Immunity Debugger's interfaces include the GUI and a command line. The command line is always available at the bottom of the GUI. It allows the user to type shortcuts as if they were in a typical text-based debugger, such as WinDBG or GDB. Immunity has implemented aliases to ensure that your WinDBG users do not have to be retrained and will get the full productivity boost that comes from the best debugger interface on the market.
Features :
1)  A debugger with functionality designed specifically for the security industry
2) Cuts exploit development time by 50%
3) Simple, understandable interfaces
4) Robust and powerful scripting language for automating intelligent debugging
5) Lightweight and fast debugging to prevent corruption during complex analysis
6) Connectivity to fuzzers and exploit development tools
7) The Python API ("Immlib/Lib reference" for full documentation)
8) A full Python based graphing library
9) Full debugger and GUI API access
10) A flurry of cool example scripts such as:
- !heap         A fully working heap dumping script (try the -d option!)
- !searchheap   Searching the heap
- !hippie       Trampoline hooks on RtlAllocateheap/RtlFreeHeap
- !modptr       Dynamic search for function pointers in pages
- !findantidep  Find address to bypass software DEP
Interface: Commands can be extended in Python as well, or run from the menu-bar. Python commands can also be run directly from our Command Bar. Users can go back to previously entered commands, or just click in the dropdown menu and see all the recently used commands.

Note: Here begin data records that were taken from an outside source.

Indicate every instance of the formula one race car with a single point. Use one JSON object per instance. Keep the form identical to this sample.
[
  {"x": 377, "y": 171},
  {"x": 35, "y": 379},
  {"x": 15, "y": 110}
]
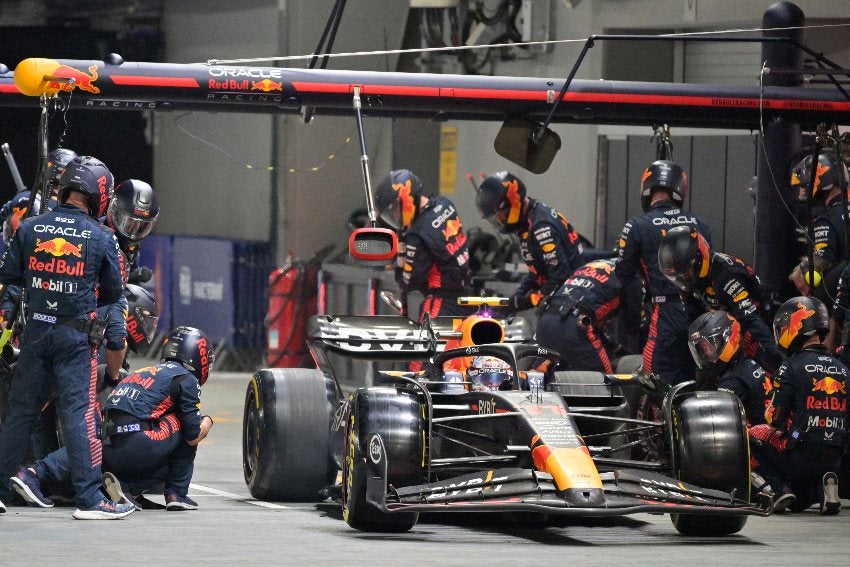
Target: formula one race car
[{"x": 540, "y": 440}]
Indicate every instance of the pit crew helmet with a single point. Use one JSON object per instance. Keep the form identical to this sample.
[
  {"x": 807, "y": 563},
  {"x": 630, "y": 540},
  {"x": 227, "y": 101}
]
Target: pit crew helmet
[
  {"x": 133, "y": 209},
  {"x": 500, "y": 199},
  {"x": 488, "y": 373},
  {"x": 190, "y": 347},
  {"x": 397, "y": 198},
  {"x": 797, "y": 320},
  {"x": 89, "y": 176},
  {"x": 684, "y": 256},
  {"x": 714, "y": 339},
  {"x": 142, "y": 318},
  {"x": 826, "y": 175},
  {"x": 663, "y": 174}
]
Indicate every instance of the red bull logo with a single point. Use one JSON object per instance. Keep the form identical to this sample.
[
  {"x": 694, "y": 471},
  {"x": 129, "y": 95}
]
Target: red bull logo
[
  {"x": 452, "y": 228},
  {"x": 266, "y": 86},
  {"x": 57, "y": 266},
  {"x": 59, "y": 247},
  {"x": 828, "y": 385},
  {"x": 82, "y": 81}
]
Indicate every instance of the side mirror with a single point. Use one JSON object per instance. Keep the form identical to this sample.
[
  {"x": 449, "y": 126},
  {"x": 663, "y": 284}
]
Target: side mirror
[
  {"x": 515, "y": 142},
  {"x": 373, "y": 246}
]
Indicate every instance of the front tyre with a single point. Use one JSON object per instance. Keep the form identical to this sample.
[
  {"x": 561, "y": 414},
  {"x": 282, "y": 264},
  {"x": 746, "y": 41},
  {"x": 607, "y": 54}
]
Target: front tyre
[
  {"x": 398, "y": 418},
  {"x": 711, "y": 450},
  {"x": 286, "y": 435}
]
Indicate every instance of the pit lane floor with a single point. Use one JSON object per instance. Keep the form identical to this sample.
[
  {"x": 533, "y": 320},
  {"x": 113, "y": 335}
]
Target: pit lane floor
[{"x": 231, "y": 528}]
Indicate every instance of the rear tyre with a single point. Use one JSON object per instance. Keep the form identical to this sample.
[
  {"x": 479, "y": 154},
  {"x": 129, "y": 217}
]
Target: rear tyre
[
  {"x": 286, "y": 435},
  {"x": 399, "y": 421},
  {"x": 711, "y": 450}
]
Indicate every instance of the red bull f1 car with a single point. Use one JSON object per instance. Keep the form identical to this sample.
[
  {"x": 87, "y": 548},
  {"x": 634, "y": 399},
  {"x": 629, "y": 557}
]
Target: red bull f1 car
[{"x": 548, "y": 442}]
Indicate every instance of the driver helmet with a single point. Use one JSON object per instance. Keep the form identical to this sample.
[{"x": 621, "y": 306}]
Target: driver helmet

Remote command bar : From the command line menu, you can choose to start a threaded command line server. so you can debug remotely from another computer.
Built in Graphing
Another Immunity Debugger feature is the capability of creating function graphs. Our Python VCG library will create a window inside Immunity Debugger at the click of a button to graph your selected function. No third party software is required.
Immunity Debugger is light
Immunity Debugger strives to absorb as few resources on the system as possible. Being too CPU-heavy will cause heap overflows and other complex vulnerabilities to behave differently than they would under normal load. Likewise, fuzzing and other vulnerability analysis is only possible when the debugger is not causing undue system strain.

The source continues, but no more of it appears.